Four days into the madness, the 2025 NCAA Division One Men’s Basketball Championship has been characterized by higher seed dominance, blowout results, and an atypical lack of shocks. The highest seeds to win a game were #12s McNeese and Colorado State, and the highest seed remaining in the tournament is #10 New Mexico. In comparison, the last 4 tournaments have seen wins from 13, 14, 15, and even 16 seeds, as well as multiple 11 seeds reaching the Final Four.
However, the results have been as impossible to correct as always, with zero perfects remaining in official competitions serving as a reminder that anything can happen in March. Arkansas’s upset of St. Johns was the biggest upset by seeding of the first two rounds, and Derik Queen’s buzzer beater for Maryland against Colorado State was a last second boon – or curse – depending on your pick to win.
There is still hope for many of those who competed in The Page’s Bracket Challenge, as all but one bracket contain a national champion pick who is still in the field. Three competitors – Hannah Adams, Kelsie Manugo, and Barrett White – are tied for first with 47 points, having picked most of the games correctly so far. Mason Olds and Brian Lewis are third and fourth with 46 and 43 points, respectively.

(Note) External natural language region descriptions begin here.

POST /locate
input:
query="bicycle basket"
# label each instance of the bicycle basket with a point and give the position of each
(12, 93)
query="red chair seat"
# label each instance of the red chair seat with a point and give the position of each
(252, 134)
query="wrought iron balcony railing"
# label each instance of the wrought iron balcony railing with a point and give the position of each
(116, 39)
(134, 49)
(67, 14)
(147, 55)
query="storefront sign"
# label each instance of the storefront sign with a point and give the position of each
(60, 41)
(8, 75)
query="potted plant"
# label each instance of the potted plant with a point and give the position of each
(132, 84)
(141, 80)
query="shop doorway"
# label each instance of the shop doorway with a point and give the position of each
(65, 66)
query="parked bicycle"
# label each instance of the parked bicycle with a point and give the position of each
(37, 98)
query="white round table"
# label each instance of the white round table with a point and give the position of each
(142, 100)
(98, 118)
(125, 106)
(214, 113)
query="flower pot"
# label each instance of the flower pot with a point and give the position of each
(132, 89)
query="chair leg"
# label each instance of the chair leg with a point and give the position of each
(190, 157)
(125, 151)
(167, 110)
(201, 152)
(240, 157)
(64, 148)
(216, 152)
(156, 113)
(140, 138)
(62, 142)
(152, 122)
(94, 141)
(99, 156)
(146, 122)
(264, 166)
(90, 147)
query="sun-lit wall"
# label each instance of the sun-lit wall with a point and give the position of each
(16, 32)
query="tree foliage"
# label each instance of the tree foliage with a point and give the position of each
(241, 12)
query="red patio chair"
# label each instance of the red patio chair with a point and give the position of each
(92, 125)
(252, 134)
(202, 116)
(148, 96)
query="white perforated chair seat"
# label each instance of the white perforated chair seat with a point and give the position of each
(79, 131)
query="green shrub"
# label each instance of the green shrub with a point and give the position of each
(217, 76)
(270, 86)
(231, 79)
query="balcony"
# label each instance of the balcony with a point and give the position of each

The upset of St. Johns was one of the most impactful to brackets, with bracket challenge entrants having them reaching as far as the national championship game. Such an upset for Duke, however, could knock out the numerous brackets which had them picked to win it all. The Blue Devils were the most popular choice for champion in The Page contest, followed by Florida and Auburn.
With the first and second rounds completed, a quarter of the original 64 will play in the Sweet Sixteen, starting on March 27. #1 Seeds Auburn, Florida, Duke, and Houston survived to this point, though Florida had a tight battle against the two-time defending champion Uconn Huskies.
The Elite Eight will follow the Sweet Sixteen, and precede the Final Four. The tournament is set to wrap up on April 7 at the Alamodome in San Antonio, Texas.
Leaderboard
1. Hannah Adams – 47
1. Kelsie Manugo – 47
1. Barrett White – 47
4. Mason Olds – 46
5. Brian Lewis- 43
Challenge Rules
Brackets will be scored under the traditional 1-2-4-8-16-32 format, where points won for each individual game increases across the tournament and the number of teams in a round multiplied by the number of points per correct pick always equals 64. Therefore, picking the champion and Final Four teams correctly is usually going to constitute a highly successful bracket. The maximum number of points that could be won is 192 in this system, but that would require a correct pick for every single game, and no recorded March Madness bracket has ever been perfect. In fact, the NCAA puts the odds of a relatively-researched bracket being perfect at one in 120.2 Billion.
Should a tie occur between first place competitors in either of the pools, the tiebreaker will fall to the entry with the correct national champion pick. Further tiebreakers, if needed, will be the most correct teams in the championship game, Final Four, Elite Eight, and Sweet Sixteen.